Por Marie-Hélène Brousse
Esse segundo texto se impõe como prolongamento do precedente (1), constituindo uma espécie de crônica dos tempos do coronavírus que se concluiu no vazio.
Saí às ruas da cidade em que habito para fazer algumas compras munida de minha autorização para sair. Um sentimento, que se pode qualificar de “bizarro”, invadiu-me, então. Eu havia recebido, anteriormente, um vídeo de Veneza, vazia; ecos de Nova York, parada. E agora, Paris, vazia. Todas as ruas em volta, vazias; as praças, vazias; as perspectivas, vazias. Que sentimento de estranheza!
De volta ao meu confinamento, deixando-me guiar pelas palavras, reli, então, “O infamiliar”, “Das Unheimliche”, que está entre os textos de Freud que são um pouco à parte, pois se situa entre dois momentos da elaboração da teoria analítica.
Uma experiência perigosa
O vazio da cidade a torna Unheimliche. Esse termo tem, em francês, uma tradução infiel; sua tradução em inglês, de James Strachey, The Uncanny, tampouco é fiel. Em suma, Unheimliche é um impossível da tradução. Tenhamos em memória que o impossível é, sob essa forma, o primeiro traço que caracteriza o Unheimliche, e observemos que é também um dos nomes do real em Lacan.
Unheimliche surge na escrita de Freud já em 1911, em sua correspondência com Ferenczi, que lhe conta uma de suas experiências de premonição. O nome de um desconhecido lhe ocorreu sendo que ele não conhecia nem a pessoa nem o seu nome; Freud responde que considera essa história “unheimliche schön”, mas pensando no desvio de Jung, acrescenta: “é uma experiência perigosa na qual não quero te acompanhar”. Ele termina sua carta por: “Eu te saúdo, você, o estranho inquietante”. Alguns anos mais tarde, em 1919, pouco antes da morte da sua filha querida, Sophie, durante a epidemia de gripe que teve início em 1918, nos Estados Unidos, ele escreve Das Unheimliche para a revista Imago. Unheimliche coincidência a respeito da epidemia que nos põe à prova.
Variantes do Unheimliche: uma experiência freudiana
“Das Unheimliche” é um artigo curioso. Nele, Freud aborda a noção inerente a essa palavra própria à língua alemã por três vias: pelos dicionários, pela história do próprio termo na língua alemã; pela literatura, na obra de E.T. Hoffmann; e, finalmente, por sua própria experiência clínica (autoanálise) do fenômeno clínico em jogo (2), principalmente em dois fragmentos clínicos.

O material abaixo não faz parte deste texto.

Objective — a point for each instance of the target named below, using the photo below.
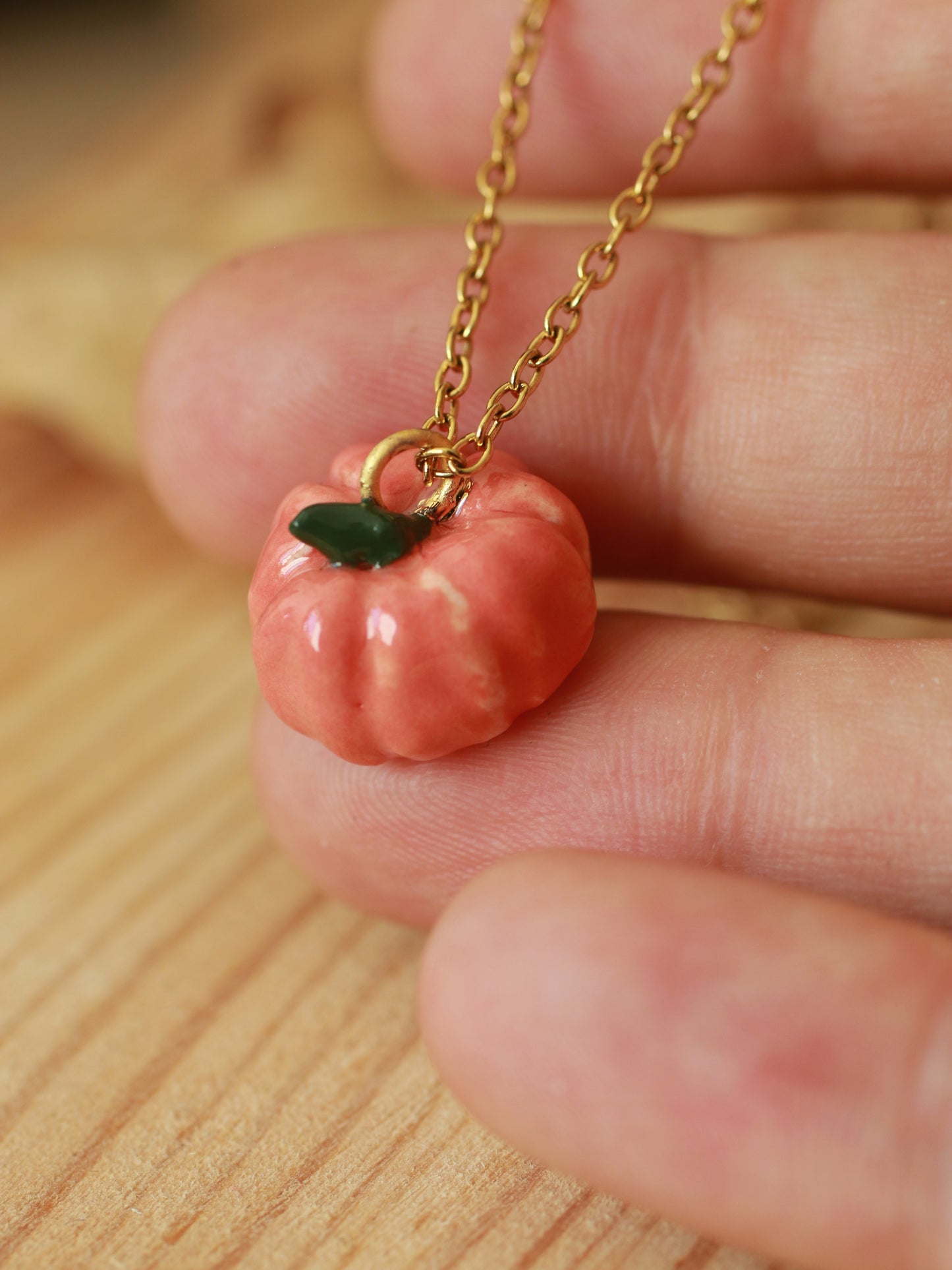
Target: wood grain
(202, 1061)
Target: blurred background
(202, 1062)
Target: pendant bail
(441, 504)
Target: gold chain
(597, 263)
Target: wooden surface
(204, 1062)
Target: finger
(768, 1067)
(806, 759)
(768, 413)
(831, 93)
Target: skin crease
(763, 1062)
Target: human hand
(770, 1064)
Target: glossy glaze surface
(443, 648)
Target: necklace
(413, 634)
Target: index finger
(834, 93)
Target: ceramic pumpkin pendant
(413, 608)
(418, 652)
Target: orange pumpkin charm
(460, 627)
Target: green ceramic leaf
(360, 535)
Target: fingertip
(406, 57)
(200, 447)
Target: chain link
(484, 233)
(597, 264)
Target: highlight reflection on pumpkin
(445, 647)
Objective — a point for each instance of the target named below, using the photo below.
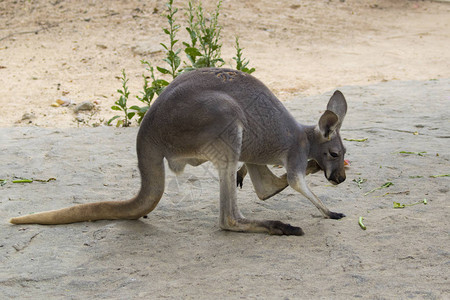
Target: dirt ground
(391, 60)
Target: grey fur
(224, 116)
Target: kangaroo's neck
(309, 131)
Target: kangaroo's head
(326, 145)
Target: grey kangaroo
(226, 117)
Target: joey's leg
(265, 182)
(242, 172)
(232, 219)
(224, 153)
(297, 182)
(313, 167)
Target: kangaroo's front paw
(335, 216)
(280, 228)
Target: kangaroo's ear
(338, 105)
(328, 123)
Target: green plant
(241, 63)
(205, 31)
(121, 104)
(203, 50)
(149, 91)
(172, 57)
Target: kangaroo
(226, 117)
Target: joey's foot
(280, 228)
(336, 216)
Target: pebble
(86, 105)
(28, 116)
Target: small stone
(28, 116)
(86, 105)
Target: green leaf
(361, 224)
(442, 175)
(193, 52)
(399, 205)
(161, 82)
(162, 70)
(356, 140)
(164, 46)
(135, 107)
(112, 119)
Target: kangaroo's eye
(334, 154)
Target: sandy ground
(77, 49)
(388, 57)
(180, 252)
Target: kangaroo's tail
(152, 189)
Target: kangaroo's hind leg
(224, 153)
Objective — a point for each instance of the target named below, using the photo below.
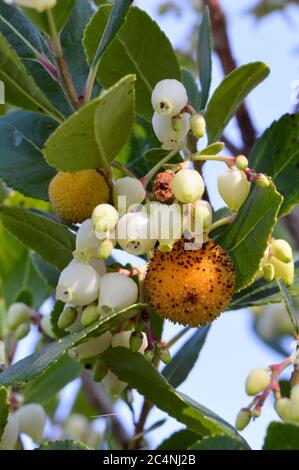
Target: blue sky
(232, 350)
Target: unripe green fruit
(18, 313)
(90, 315)
(241, 162)
(32, 420)
(243, 419)
(282, 251)
(67, 318)
(22, 331)
(257, 381)
(92, 347)
(198, 125)
(268, 272)
(100, 371)
(283, 408)
(283, 270)
(136, 341)
(10, 435)
(129, 188)
(294, 408)
(104, 219)
(188, 186)
(234, 188)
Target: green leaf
(276, 153)
(44, 388)
(190, 84)
(115, 21)
(64, 445)
(37, 363)
(95, 134)
(245, 240)
(133, 369)
(4, 409)
(53, 241)
(184, 360)
(263, 293)
(230, 94)
(217, 443)
(126, 51)
(180, 440)
(60, 12)
(282, 436)
(204, 57)
(20, 88)
(22, 165)
(18, 273)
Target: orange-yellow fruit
(74, 195)
(190, 287)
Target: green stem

A primeira vem em apoio ao “fator de repetição não intencional”. Ela mostra Freud flanando pelas ruas de uma cidadezinha italiana e, em seguida, apressando-se para deixar a rua em que se encontrava após ter constado que era a região dos bordeis, mas voltando ali, sem se dar conta, por três vezes. Arrastado para o sexo sem se dar conta, ele é tomado, então, pelo sentimento de Unheimliche. A segunda via, que se encontra em uma nota, relata a sua experiência “sozinho em um compartimento de vagão-dormitório”, vendo “um senhor mais velho, de pijama, com o boné de viagem na cabeça” adentrando em sua cabine. “Logo reconheci, perplexo – escreve ele – que o invasor era a minha própria imagem refletida no espelho da porta intermediária”. O fator em jogo aqui é o duplo que vem perturbar o que Freud chama “a prova da realidade”. Nessas duas experiências, o ponto comum – que, aliás, Freud não ressalta – é essa báscula da dita “realidade” diante do retorno do mesmo, a partir de alguma alteração desse mesmo.
Nos dois casos, o equívoco permite dizer que ele não se reconhece ali.
Três partes e um percurso: do Unheimliche ao Entfremd
Primeiramente, Freud cita in extenso os diferentes sentidos repertoriados de heimlich no dicionário de língua alemã de D. Sanders (1860). Heimlich remete ao que é familiar, na medida em que faz parte da casa ou da família, doméstico (no sentido de um animal doméstico), caro, íntimo, acolhedor, alegre [gai], sereno, mas também ao que é escondido, dissimulado. Freud observa que dentre todas essas “nuances no significado” da palavra heimlich, “uma delas aponta para a coincidência com o seu oposto infamiliar” [unheimlich] (3), observação contra a qual alguns linguistas de renome, como Émile Benveniste, se insurgiram. Freud conclui, ao final dessa primeira parte, que heimlich evolui para unheimlich até uma coincidência, um recobrimento das duas noções.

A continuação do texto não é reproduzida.